This engagement forum, “Research collaborations to decarbonize the energy system,” was conceived as an opportunity for the MIT community to learn about and comment upon some of the low-carbon research projects between MIT and key outside collaborators. It was co-hosted by the Office of the Vice President for Research and the MIT Energy Initiative (MITEI).

Symposium speakers, who included MIT faculty and scientists, industry liaisons, and venture capital leaders, made clear that joining forces yields concrete benefits — not simply in specific technologies or sectors, but in the kind of large-scale, market-based solutions required to meet the climate crisis.

In recent years, alliances formed between MIT researchers and outside companies have not merely sparked novel carbon-cutting technologies, but laid the groundwork for path-breaking spinoffs, and even potential new industries. Two panels moderated by Anne White, head of the Department of Nuclear Science and Engineering and the MIT School of Engineering Distinguished Professor of Engineering, featured instructive cases.

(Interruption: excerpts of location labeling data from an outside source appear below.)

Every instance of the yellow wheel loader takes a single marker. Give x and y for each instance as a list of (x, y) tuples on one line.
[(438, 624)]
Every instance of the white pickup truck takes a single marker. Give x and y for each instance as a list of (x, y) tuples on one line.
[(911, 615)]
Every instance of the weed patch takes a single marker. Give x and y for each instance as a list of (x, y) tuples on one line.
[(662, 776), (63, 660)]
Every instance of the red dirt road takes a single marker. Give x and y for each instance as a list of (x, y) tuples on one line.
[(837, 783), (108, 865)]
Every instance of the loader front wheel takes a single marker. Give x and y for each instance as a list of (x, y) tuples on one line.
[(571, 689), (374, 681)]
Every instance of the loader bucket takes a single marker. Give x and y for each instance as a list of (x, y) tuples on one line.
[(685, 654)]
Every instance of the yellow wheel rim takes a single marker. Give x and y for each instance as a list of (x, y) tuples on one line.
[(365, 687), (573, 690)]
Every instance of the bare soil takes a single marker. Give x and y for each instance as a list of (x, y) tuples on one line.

When Italian energy company Eni first paired up with MIT in 2008, founding the Solar Frontiers Center (SFC), the initial goal was to “explore everything beyond silicon,” said Massimiliano Pieri, Eni’s cleantech director at Eni Next, Eni’s corporate venture capital organization. After dozens of SFC projects, which have involved a small army of graduate students, generated many patent filings, and produced hundreds of research papers, it is readily apparent that MIT “has dramatically benefited,” said Vladimir Bulović, a professor of electrical engineering and the Fariborz Maseeh Chair in Emerging Technology. Among the results of this mutual venture: a new class of super thin, flexible, and lightweight materials that could vastly expand the use of solar energy.

This long-lived collaboration has also served as the launchpad for such startups as Swift Solar, co-founded by Joel Jean SM ’13, PhD ’17, and Ubiquitous Energy, co-founded by Miles Barr SM ’08, PhD ’12, both of whom earned a Forbes “30 under 30 in Energy” for innovations in the solar industry.